THE DISH ON THE DISH
According to Food & Wine Magazine, Americans eat approximately 100 acres of pizza each day. That's a lot of ground cover.
I also tend to think of pizza in geographical terms. As in, when I am in New York I eat a lot of it. When I am in Vancouver, I eat a lot of Chinese food. Never the other way around, that would be dumb. Frankly, I've never been excited about the quality of the pizza in this town, and having once lived 10 feet from a famous pizza parlour in NYC, I had even less reason to crave it whenever I was back in B.C.
So I have to admit that I probably would not have tried the little number shown yesterday in "Whose Dish is This?" had it not been for the fact that I came home from an appointment last week and found a box from Rocky Mountain Flatbread Co. waiting patiently on the doorstep of CityFood International headquarters -- the same adopt a stray pizza story as fessed up by Tim Pawsey in his column last week in the Courier.
Yes, both Tim and I bit the bait, and I was rather glad it happened that way because the pizza turned out quite all right. Well, let's qualify that - all right as far as a frozen, pre-assembled pizza can expect to be. If you don't have an extremely hot, and I mean (industrial level) hot oven, or even better, a wood-burning brick oven in your kitchen, you are at a disadvantage. Without the fast, intense heat of a pizza parlour's commercial oven, the crust never gets crisp enough nor the cheese melty enough before the bottom either starts to go hard or soggy and the toppings rubberize. The Rocky Mountain Flatbread version however, managed the heating process well and without the help of a clay baking tile placed underneath it.
No need to repeat Tim here, We'll let him fill you in on the details about the Rocky Mountain Flatbread Company in his article. Their one-serving sized, frozen pizza is a variation of the ones made at their Kitsilano restaurant and comes in three flavours: the sundried tomato and goat cheese, plus a chicken and a pepperoni version. You can find them in refrigerators belonging to various health-conscious grocers about town. I know for certain Capers stocks it.
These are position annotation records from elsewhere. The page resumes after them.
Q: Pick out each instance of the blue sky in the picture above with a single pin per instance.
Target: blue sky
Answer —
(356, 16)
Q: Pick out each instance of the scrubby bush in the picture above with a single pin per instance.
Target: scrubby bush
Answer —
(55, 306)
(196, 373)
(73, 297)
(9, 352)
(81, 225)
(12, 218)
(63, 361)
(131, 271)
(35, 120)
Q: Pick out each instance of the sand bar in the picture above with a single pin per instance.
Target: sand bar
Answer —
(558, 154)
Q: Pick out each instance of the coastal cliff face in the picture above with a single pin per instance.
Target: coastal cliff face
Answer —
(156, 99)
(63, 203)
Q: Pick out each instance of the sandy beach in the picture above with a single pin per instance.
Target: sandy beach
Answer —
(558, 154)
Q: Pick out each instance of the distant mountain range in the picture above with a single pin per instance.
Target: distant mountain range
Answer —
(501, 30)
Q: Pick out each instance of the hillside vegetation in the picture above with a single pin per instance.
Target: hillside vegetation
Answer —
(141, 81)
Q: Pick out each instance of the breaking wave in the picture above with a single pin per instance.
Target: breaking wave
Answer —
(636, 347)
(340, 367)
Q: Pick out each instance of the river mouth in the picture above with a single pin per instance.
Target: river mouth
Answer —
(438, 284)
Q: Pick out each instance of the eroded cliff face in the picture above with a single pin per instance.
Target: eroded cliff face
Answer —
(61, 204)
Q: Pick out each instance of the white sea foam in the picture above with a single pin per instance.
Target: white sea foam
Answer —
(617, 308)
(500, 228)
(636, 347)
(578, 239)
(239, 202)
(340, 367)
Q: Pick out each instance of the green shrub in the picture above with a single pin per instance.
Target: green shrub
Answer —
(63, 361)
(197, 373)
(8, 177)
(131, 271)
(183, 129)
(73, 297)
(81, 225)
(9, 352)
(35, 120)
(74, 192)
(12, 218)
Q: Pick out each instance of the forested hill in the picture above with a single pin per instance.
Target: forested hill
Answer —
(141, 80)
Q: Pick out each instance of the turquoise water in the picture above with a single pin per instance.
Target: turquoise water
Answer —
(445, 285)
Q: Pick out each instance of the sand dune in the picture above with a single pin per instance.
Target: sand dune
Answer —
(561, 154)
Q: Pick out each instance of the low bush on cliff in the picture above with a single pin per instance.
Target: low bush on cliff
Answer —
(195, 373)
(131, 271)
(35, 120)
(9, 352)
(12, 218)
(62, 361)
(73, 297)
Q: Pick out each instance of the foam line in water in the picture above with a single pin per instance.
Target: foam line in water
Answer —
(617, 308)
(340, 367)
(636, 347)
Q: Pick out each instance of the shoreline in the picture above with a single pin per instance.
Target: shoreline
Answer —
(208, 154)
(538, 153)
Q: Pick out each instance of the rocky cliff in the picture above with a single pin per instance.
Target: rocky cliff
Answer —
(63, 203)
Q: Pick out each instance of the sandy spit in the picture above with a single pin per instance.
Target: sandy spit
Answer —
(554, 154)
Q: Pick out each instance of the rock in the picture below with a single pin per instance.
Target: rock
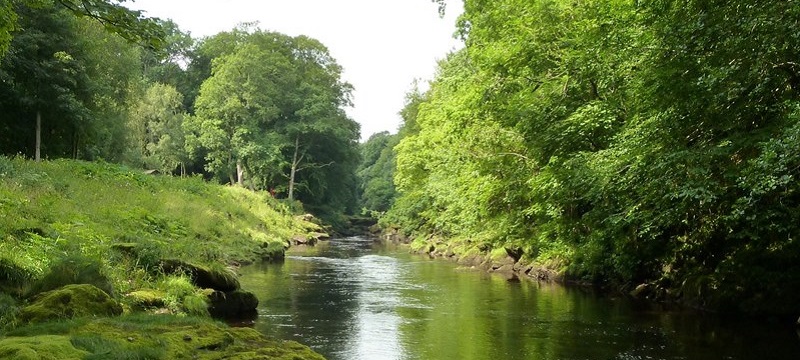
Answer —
(318, 236)
(515, 253)
(232, 304)
(144, 299)
(42, 347)
(641, 291)
(306, 217)
(70, 301)
(203, 277)
(505, 269)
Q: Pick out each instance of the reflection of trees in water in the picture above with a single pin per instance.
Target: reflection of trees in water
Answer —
(440, 312)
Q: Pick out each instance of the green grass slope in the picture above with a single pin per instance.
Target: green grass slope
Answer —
(71, 222)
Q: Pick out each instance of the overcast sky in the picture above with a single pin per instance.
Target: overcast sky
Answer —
(383, 45)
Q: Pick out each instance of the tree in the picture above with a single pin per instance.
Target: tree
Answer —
(129, 24)
(236, 107)
(158, 122)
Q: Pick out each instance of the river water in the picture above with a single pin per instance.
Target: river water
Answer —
(353, 299)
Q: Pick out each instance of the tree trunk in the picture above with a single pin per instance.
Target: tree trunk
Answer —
(239, 173)
(251, 181)
(38, 155)
(294, 168)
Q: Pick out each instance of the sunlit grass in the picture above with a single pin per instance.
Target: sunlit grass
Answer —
(92, 212)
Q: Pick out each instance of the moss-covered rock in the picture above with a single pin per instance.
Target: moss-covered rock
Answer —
(146, 298)
(202, 276)
(70, 301)
(149, 337)
(43, 347)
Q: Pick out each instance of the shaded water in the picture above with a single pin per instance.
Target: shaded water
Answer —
(353, 299)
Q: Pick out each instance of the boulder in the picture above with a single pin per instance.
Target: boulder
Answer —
(42, 347)
(303, 240)
(203, 277)
(232, 304)
(318, 236)
(145, 299)
(70, 301)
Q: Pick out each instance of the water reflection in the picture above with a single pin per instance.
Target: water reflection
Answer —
(353, 299)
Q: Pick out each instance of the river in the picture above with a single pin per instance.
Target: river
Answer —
(353, 299)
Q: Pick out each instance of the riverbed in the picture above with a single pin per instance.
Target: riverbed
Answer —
(354, 298)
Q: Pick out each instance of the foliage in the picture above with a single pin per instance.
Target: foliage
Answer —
(634, 142)
(376, 172)
(270, 117)
(145, 337)
(66, 222)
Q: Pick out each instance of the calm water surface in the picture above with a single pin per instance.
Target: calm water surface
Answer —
(354, 299)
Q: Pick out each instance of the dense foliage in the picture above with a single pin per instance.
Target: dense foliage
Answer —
(618, 141)
(92, 80)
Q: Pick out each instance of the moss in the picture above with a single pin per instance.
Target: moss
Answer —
(73, 269)
(160, 337)
(203, 276)
(70, 301)
(147, 298)
(43, 347)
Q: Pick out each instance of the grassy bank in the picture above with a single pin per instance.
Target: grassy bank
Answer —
(70, 222)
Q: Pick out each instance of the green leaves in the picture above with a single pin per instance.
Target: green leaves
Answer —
(644, 142)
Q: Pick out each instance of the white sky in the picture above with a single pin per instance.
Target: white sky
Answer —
(383, 45)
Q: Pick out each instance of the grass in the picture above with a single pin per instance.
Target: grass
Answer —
(65, 222)
(145, 337)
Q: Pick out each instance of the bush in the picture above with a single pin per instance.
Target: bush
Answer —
(73, 269)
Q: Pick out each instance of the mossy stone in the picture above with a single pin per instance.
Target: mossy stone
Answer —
(146, 298)
(43, 347)
(202, 276)
(70, 301)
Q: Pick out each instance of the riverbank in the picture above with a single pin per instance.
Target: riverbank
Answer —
(152, 247)
(514, 263)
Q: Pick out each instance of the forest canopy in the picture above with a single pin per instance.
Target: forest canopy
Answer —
(620, 142)
(92, 80)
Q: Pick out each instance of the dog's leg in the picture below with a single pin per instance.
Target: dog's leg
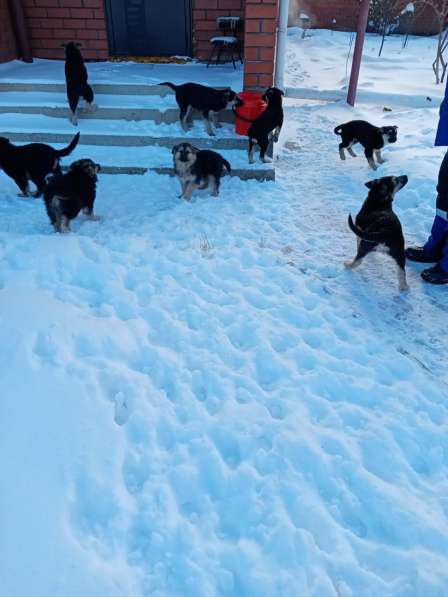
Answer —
(369, 155)
(264, 144)
(215, 116)
(379, 157)
(22, 182)
(350, 150)
(185, 112)
(215, 183)
(363, 249)
(251, 151)
(64, 225)
(208, 124)
(191, 186)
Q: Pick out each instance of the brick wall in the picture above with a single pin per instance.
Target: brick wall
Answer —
(8, 48)
(53, 22)
(205, 13)
(343, 15)
(261, 18)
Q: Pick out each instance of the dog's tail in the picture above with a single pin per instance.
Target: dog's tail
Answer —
(370, 237)
(67, 150)
(173, 87)
(227, 165)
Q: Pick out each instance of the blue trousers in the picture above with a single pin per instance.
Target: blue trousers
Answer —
(437, 243)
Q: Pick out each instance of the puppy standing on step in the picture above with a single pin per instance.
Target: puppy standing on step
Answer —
(207, 100)
(32, 162)
(197, 169)
(267, 126)
(67, 194)
(372, 138)
(76, 80)
(376, 224)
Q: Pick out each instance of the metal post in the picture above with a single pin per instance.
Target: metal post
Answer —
(357, 53)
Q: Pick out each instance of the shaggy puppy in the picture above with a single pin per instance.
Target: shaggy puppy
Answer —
(197, 169)
(372, 138)
(376, 224)
(66, 194)
(76, 80)
(207, 100)
(32, 162)
(268, 125)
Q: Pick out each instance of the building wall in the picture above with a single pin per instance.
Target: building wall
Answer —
(343, 14)
(53, 22)
(205, 13)
(8, 48)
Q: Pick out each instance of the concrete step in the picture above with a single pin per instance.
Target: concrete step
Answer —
(28, 128)
(104, 88)
(160, 109)
(139, 160)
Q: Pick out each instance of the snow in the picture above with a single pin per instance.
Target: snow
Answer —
(125, 73)
(197, 399)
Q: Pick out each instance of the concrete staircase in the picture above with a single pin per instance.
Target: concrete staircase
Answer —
(131, 132)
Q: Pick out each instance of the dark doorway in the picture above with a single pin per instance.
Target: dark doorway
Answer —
(149, 27)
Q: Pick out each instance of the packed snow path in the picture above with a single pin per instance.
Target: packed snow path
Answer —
(198, 400)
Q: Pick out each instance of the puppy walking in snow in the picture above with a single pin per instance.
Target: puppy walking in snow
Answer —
(377, 225)
(372, 138)
(267, 126)
(76, 80)
(197, 169)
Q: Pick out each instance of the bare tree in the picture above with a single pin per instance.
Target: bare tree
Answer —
(440, 9)
(384, 17)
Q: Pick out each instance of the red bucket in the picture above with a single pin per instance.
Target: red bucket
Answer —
(250, 111)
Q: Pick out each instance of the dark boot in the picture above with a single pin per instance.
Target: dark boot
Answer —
(435, 275)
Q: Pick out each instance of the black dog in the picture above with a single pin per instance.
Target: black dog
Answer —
(66, 194)
(268, 125)
(76, 80)
(32, 162)
(207, 100)
(372, 138)
(376, 224)
(197, 169)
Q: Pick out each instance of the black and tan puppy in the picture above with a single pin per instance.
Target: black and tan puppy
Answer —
(267, 126)
(197, 169)
(377, 225)
(67, 194)
(34, 162)
(207, 100)
(372, 138)
(76, 80)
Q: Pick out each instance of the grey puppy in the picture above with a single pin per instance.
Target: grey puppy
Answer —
(197, 169)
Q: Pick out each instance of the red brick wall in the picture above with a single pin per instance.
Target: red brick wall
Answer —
(323, 13)
(8, 48)
(205, 13)
(53, 22)
(261, 19)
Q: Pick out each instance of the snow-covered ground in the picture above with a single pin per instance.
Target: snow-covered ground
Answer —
(197, 399)
(322, 62)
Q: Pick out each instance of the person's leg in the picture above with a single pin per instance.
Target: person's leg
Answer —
(432, 250)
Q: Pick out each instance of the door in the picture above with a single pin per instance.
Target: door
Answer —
(149, 27)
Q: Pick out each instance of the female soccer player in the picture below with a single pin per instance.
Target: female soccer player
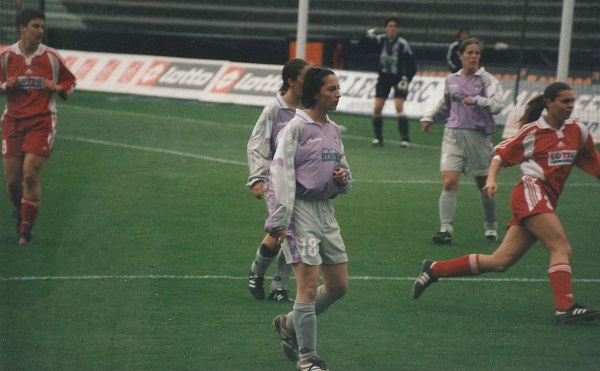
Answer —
(546, 150)
(261, 148)
(471, 97)
(31, 73)
(308, 170)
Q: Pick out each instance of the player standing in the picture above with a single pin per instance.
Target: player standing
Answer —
(546, 149)
(31, 73)
(261, 148)
(396, 70)
(471, 97)
(308, 170)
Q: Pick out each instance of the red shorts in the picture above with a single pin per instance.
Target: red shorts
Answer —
(31, 135)
(530, 197)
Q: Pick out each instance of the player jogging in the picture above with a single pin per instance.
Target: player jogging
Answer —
(31, 75)
(261, 148)
(546, 149)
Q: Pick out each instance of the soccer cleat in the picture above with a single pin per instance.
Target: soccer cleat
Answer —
(424, 280)
(442, 238)
(289, 344)
(491, 235)
(256, 285)
(577, 313)
(280, 295)
(312, 364)
(17, 215)
(25, 239)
Actually, from a marketing point of view, sending food to writers in their own caves and lairs isn't such a bad idea. If we've been locked inside on deadline we're pretty sick of our own cooking (making cassoulet from scratch for Tim, spooning from jars for me), and our high moral standards about accepting free food is but a moot point. We can't let perfectly good edibles go to waste now, can we? Although to a certain extent, eating unsolicited meals does make us vulnerable. I wrote an evil short story once about the revenge of a restaurateur, who in one day, bumped off all the food writers in town who had ever given his place a bad review by delivering Ex-Lax filled brownies to their offices in irresistible pink boxes with frilly ribbons.
But warning: don't try this idea on the food editor of Vancouver Magazine, you'll likely make a hit on the wrong person. When I used to be the Food Editor at Van Mag and Western Living, I often came to work and found cake boxes addressed to me, but with only a paper doily and a few crumbs left inside. No one ever admitted to the crime, but considering the estimated size of the cake by the grease ring on the doily, it must have been the lot of them. Blackguards! Or as New Yorkers would say, "You toucha my pizza, you take a walk under da Hudson".